Composition， Distribution and Constraint Factors of Fe Isotope(δFe) in the Surface Soils of the Tibetan Plateau

作     者：Ting Wei Zhiwen Dong Eric Parteli Xiaoli Liu Shichang Kang Yaping Shao 

作者机构：State Key Laboratory of Cryosphere Sciences， Northwest Institute of Eco-Environment and Resources， Chinese Academy of Sciences Hubei Key Laboratory of Regional Ecology and Environmental Change， School of Geography and Information Engineering， China University of Geosciences Faculty of Physics， University of Duisburg-Essen Institute for Geophysics and Meteorology， University of Cologne 

出 版 物：《Journal of Earth Science》 (地球科学学刊)

年 卷 期：2024年

核心收录：

学科分类：09[农学] 0903[农学-农业资源与环境] 090301[农学-土壤学] 

基　　金：supported by the National Natural Science Foundation of China (42201152, 42371139) the Gansu Province Natural Science Foundation Key Project (23JRRA858) And by the Fundamental Research Funds for the Central Universities, China University of Geosciences (Wuhan) (No.CUG240629) also the "CUG Scholar" Scientific Research Funds at China University of Geosciences (Wuhan) (Project No.2023092) EJRP is supported by the German Research Foundation (DFG) through the Heisenberg Programme “Multiscale Simulation of Earth Surface Processes” 

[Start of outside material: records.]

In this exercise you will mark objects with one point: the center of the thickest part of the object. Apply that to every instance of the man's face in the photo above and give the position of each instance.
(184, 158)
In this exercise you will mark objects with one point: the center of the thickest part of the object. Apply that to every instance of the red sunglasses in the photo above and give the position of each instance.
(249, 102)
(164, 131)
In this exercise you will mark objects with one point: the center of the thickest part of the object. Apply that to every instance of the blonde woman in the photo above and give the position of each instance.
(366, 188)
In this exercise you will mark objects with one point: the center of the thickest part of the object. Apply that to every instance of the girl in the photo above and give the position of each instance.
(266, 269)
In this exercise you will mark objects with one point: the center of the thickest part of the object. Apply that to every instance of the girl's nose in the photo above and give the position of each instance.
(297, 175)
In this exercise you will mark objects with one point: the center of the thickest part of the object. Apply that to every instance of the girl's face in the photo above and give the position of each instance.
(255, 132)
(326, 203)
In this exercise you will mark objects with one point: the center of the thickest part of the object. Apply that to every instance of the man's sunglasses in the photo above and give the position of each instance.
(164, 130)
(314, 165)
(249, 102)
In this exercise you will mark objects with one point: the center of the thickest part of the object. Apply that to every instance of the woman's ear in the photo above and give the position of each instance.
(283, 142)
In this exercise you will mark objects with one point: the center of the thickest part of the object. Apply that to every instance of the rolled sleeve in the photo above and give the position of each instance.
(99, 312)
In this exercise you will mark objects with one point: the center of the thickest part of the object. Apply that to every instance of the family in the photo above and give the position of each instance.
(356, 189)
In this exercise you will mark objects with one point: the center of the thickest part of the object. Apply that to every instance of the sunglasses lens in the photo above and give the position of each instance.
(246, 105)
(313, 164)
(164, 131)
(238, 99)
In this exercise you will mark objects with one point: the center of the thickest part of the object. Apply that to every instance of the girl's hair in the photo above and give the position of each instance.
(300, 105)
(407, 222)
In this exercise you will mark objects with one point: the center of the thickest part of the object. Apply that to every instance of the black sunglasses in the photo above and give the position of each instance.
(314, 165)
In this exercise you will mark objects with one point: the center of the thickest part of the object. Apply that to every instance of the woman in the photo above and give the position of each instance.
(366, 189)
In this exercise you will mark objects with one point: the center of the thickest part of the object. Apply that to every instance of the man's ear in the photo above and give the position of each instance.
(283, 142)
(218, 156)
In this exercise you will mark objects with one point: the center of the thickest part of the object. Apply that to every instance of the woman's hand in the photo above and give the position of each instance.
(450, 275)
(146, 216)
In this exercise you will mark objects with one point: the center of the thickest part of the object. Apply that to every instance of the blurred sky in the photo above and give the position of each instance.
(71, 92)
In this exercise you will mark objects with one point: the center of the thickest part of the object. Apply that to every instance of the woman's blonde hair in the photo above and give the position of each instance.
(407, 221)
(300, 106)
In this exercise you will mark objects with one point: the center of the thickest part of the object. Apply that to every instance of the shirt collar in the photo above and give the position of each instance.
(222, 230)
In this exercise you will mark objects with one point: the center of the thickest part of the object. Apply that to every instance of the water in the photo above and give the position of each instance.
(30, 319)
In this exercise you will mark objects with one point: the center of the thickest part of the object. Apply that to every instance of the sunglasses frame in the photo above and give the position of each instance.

摘      要：Iron isotopes， represented by δ56Fe， serve as valuable tools for constraining the surface iron processes and as potent tracers for studying the biogeochemical cycle of iron. Nevertheless， our comprehension of iron isotopes in the land surface processes of the Tibetan Plateau （TP） remains limited. In this study， we present the results of iron isotopic composition (δ56Fe) in the surface soils of the TP， encompassing both glacial and non-glacial regions characterized by rugged and flat topographies. Our findings reveal that soil δ56Fe values ranged from -0.01±0.05‰ to 0.14±0.01‰， with the highest values observed in eastern locations （0.14‰） and the lowest appeared in the northeast （-0.1‰）. On a global scale， the δ56Fe values observed in Tibetan soils exhibited relatively small variability compared to reservoirs marked by significant iron isotope fractionation. By contrast， the range of TP soils measured here was slightly larger than that of the Chinese Loess. Furthermore， we discerned noticeable spatial variations in δ56Fe across the large-scale region of TP， indicating a gradual increase trend from the northeast to the south and from the west to the east. These regional disparities in δ56Fe likely arise from a combination of constraining factors， including differences in mineralogy， lithological variations， organic matter content， and variations in chemical weathering intensity. This study is pivotal in advancing our understanding of land surface iron isotope δ56Fe dynamics and its role in the biogeochemical cycle within the TP region.